Mubadalah.id – Salah satu ketua Majelis Musyawarah Kongres Ulama Perempuan Indonesia (MM KUPI), Nyai Hj. Badriyah Fayumi, Lc. MA menjelaskan bahwa dalam fikih, pembicaraan tentang hukum aborsi mengandung khilafiyah (perbedaan pendapat).
Khilafiyah itu, menurut Nyai Badriyah, terjadi karena perbedaan tentang kapan kehidupan manusia dimulai.
Menurut pendapat Imam al-Ghazali dan mayoritas ulama Malikiyah berpendapat bahwa aborsi sejak terjadinya pembuahan adalah haram. Alasannya, sejak terjadinya pembuahan, janin adalah makhluk hidup.
Sementara itu, ulama Syafi’iyah dan Hanbaliyah pada umumnya berpendapat bahwa aborsi sebelum janin berusia 40 hari sejak pembuahan, tidak masuk dalam kategori pembunuhan manusia karena ia belum bernyawa.
Pendapat ketiga, adalah pendapat ulama Hanafiyah.

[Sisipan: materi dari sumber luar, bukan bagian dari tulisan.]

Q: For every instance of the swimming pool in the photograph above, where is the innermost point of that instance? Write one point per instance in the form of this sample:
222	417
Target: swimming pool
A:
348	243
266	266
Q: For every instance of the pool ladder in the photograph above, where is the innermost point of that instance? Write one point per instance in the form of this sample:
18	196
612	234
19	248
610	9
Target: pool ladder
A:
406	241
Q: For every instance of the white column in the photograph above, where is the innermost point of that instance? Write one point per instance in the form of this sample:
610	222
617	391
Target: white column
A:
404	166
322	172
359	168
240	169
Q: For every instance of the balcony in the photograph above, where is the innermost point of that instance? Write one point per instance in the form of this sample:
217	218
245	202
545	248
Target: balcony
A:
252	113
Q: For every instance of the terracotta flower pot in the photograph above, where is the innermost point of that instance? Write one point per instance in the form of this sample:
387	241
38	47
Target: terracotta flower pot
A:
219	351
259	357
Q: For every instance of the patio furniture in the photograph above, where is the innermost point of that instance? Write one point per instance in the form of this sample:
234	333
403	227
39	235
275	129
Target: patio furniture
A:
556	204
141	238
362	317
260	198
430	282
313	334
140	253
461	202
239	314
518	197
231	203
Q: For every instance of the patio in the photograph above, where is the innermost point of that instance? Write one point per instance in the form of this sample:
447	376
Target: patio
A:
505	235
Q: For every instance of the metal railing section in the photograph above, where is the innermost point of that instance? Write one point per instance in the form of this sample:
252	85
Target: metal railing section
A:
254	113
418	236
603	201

Aborsi sebelum 120 hari bukan termasuk pembunuhan manusia karena ruh belum ditiupkan.
Setiap ulama, Nyai Badriyah mengungkapkan, mendasarkan pendapatnya kepada ayat-ayat al-Quran dan hadis-hadis Nabi yang sahih.
Setiap ulama juga, kata dia, menetapkan sanksi bagi aborsi yang sengaja dan mengandung pelanggaran.
Terlepas dari perbedaan di atas, seluruh ulama sepakat bahwa demi alasan kedaruratan medis, seperti demi keselamatan jiwa ibu, aborsi hukumnya boleh.
Dasarnya mengacu pada QS. Al-Baqarah/2: 173 yang membolehkan manusia dalam situasi darurat, demi bertahan hidup, melakukan hal-hal yang menjadi halal, seperti memakan bangkai dan babi.
Aborsi dalam situasi darurat, kata Nyai Badriyah, menganalogikannya dengan memakan bangkai atau babi yang hukumnya halal dalam situasi normal. (Rul)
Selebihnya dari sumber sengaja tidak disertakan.